Brigault came walking back along the spine, rolling effortlessly with the motion of the vehicle. He sat down next to Hanson and patted the revolver in its holster. “No sweat,” he said, “no problem.” He grinned at Hanson. “Sometimes we gots to really shoot a couple, when they gets, you know, real stubborn. Mule-headed. They gets real mule-headed, in the hot weather.” He spat, casually. “Or just run them right over. Ai, that’s even better, that works real good. But they a’ways move. Eventu’ly. Oh yes.” And he flipped the netting back down over his face with his thumb, and settled back against another stanchion. He looked very comfortable. He didn’t move or speak again for a long while, and he might almost have been asleep. But his eyes glittered through the mesh, and they missed nothing.

Hanson tried several words on his tongue, but none of them worked.

He sat in prudent silence, and swatted blackflies.

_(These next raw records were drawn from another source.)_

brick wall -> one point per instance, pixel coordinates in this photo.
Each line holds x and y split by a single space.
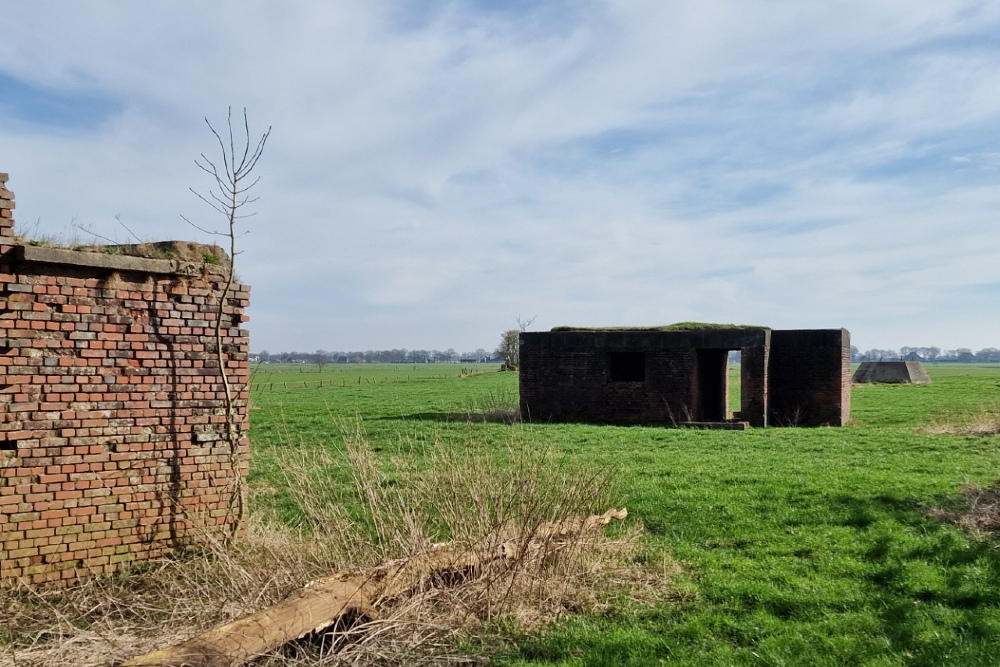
810 377
111 406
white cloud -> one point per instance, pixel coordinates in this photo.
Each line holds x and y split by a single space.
430 177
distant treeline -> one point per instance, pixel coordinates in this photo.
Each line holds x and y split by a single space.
404 356
935 354
396 356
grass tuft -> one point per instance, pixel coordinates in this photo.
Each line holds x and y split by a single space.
471 496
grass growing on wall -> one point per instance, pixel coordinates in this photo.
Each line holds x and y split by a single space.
799 546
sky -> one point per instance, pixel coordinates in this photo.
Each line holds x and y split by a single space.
437 169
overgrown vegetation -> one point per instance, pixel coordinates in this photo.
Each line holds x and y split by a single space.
474 498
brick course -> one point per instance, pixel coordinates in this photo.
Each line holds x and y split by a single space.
112 407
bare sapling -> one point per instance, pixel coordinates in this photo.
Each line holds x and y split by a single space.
229 196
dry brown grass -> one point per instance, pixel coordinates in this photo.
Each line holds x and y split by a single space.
979 512
466 495
986 422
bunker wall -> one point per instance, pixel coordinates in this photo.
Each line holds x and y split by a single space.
809 377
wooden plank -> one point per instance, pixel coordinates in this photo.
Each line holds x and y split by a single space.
322 602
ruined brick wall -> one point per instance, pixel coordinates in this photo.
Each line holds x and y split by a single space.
111 407
809 377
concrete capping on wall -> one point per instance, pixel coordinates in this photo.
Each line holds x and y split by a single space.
113 405
23 253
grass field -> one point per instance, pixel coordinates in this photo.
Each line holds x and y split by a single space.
797 546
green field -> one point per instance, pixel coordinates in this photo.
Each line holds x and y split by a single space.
798 546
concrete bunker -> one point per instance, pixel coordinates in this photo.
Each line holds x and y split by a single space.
680 374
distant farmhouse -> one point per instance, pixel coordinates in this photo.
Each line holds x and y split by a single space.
679 374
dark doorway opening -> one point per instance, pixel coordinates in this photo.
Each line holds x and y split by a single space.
712 397
627 367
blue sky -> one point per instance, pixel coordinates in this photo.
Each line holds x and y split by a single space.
438 168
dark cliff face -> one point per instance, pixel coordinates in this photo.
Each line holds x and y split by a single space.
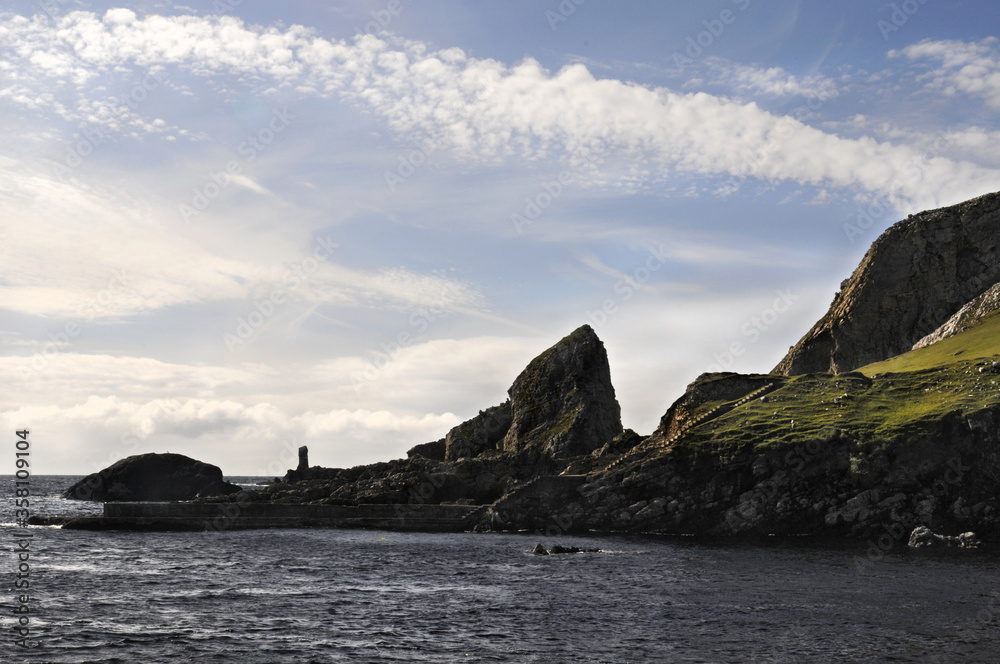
563 403
913 278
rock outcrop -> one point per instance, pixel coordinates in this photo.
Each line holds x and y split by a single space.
152 477
483 432
922 536
433 450
563 403
967 316
913 279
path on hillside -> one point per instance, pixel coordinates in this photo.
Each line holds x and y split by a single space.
707 416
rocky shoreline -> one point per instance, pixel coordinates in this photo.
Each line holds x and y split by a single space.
836 449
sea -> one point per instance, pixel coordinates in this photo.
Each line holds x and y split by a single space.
329 595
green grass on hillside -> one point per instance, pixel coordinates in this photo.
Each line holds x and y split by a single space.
979 343
879 405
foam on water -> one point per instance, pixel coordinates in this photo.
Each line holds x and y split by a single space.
329 595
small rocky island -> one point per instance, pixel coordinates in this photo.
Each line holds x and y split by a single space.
884 418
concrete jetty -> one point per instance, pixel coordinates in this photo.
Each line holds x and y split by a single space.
181 516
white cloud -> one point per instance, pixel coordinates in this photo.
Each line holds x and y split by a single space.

In another half hour, the transport had crawled through South Gate, and was beginning to pull clear of Orange. There wasn’t too much in the way of suburbs: one or two quarries, a few truck farms, some night-shrouded gypsy trading camps, a large garrison of the standing Army of York—carefully not allowed inside the city itself since the last “reorganization”/palace revolution/civil war—a deserted roadside shrine, and then, after a long stretch of nothing, a final SI post commanding a crossroads. No outlying villas, or estates, or summer homes, or middle-class residential areas, as there might have been in another age. It was dangerous to live outside the city walls, and few did, except for the gypsies and free-traders who were themselves too feral to be afraid, and the armed troops who were there to keep marauders away from the city—and the marauders, of course.